No insistió. Me chocó una alusión al amor de pago que sólo podía venir de alguien con conocimiento de causa. Toda vida es un mundo y cada cual la enfoca como quiere en el ejercicio de su sacrosanta libertad. El caso hizo que arreciaran mis deseos de conocer a sus mujeres. ¿Cómo serían para que su señor precisara del concurso de rameras para darse gusto? La incógnita se despejó la última noche, ante un excepcional meshoui de cordero comparable al mejor que probara en Castilla, cuando mi anfitrión me presentó a sus esposas que, como suprema atención, nos sirvieron la mesa a cara descubierta y, al terminar, se sentaron con nosotros para beber el té de menta. Las tres iban descalzas para lucir los pies, delicadeza que un moro que se precie dedica únicamente a un amigo muy íntimo, y se decoraban las uñas en idénticos tonos violáceos. Su primera esposa, la mayor, Yaiza de nombre y árabe de raza, tendría cincuenta años, diez menos de los que aparentaba Abdul Omar. Vestía chilaba de ceremonia color azul turquí y se adornaba con un aderezo de plata martelada al modo del desierto. Collar triple, pulseras, colgantes y zarcillos daban a su piel olivácea brillo argénteo. La nota chirriante la ponía una ajorca de oro en un tobillo, y es que hay pieles que no sufren el metal amarillo. A pesar de su edad y de la competencia de las otras mujeres, mucho más jóvenes, sonreía todo el tiempo de tal forma que se hacía amable. Era algo obesa, desfigurada por la grasa en caderas y trasero de una forma que la chilaba no conseguía amenguar. Un extraño fulgor en sus ojos muy negros delataba bondad e inteligencia. Olía suavemente a espliego. Yaiza, desde luego, justificaba la visita a un prostíbulo si éste era de garantía.

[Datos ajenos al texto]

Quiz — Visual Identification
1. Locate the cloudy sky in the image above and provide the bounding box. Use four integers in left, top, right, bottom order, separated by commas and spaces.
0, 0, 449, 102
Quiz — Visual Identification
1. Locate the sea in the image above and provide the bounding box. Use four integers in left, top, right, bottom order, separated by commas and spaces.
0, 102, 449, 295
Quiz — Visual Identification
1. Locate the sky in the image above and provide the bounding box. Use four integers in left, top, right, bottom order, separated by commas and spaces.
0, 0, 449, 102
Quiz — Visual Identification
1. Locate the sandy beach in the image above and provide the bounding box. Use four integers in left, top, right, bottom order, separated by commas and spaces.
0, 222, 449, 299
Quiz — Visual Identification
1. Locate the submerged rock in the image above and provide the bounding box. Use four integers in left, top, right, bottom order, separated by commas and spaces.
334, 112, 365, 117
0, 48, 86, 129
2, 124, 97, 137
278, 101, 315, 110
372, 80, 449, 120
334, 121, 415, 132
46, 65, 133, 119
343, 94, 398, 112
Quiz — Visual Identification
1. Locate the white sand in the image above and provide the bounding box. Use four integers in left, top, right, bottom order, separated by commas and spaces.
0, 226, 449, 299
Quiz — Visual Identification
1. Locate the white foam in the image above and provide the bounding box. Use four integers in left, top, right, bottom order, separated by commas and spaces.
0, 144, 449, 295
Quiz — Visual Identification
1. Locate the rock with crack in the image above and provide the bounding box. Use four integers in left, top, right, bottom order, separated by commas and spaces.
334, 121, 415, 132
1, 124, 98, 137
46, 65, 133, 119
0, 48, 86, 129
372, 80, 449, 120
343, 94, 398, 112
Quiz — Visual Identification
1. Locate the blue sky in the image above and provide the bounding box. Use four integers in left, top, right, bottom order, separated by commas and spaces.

Fátima, la segunda mujer, no tendría treinta años. Su caftán era verde con alforzas doradas. Lucía collar y pendientes de ámbar montado en plata, de diseño exquisito, trabajo sin duda de un orfebre de fama. Una graciosa cofia no lograba ocultar su pelo con matices cárdenos. Era guapa, delgada, de ascendencia persa. Más seria que Yaiza, resultaba evidente que se hacía perdonar ante ella su belleza aún en flor. Se movía con presteza y, de vez en vez, me dirigía miradas oblicuas que traducían al tiempo interés, curiosidad y respeto. Llevaba una ajorca de plata en cada tobillo. Sus ojos eran de un tono verde agua, agrandados por los párpados decorados en un glauco más claro. Sólo me sonrió una vez, al servirme el segundo o tercer té, y lo hilo con sonrisa abatida. Desprendía de sí un tierno aroma a lavanda fresca y, francamente, merecía más atención que cualquier meretriz.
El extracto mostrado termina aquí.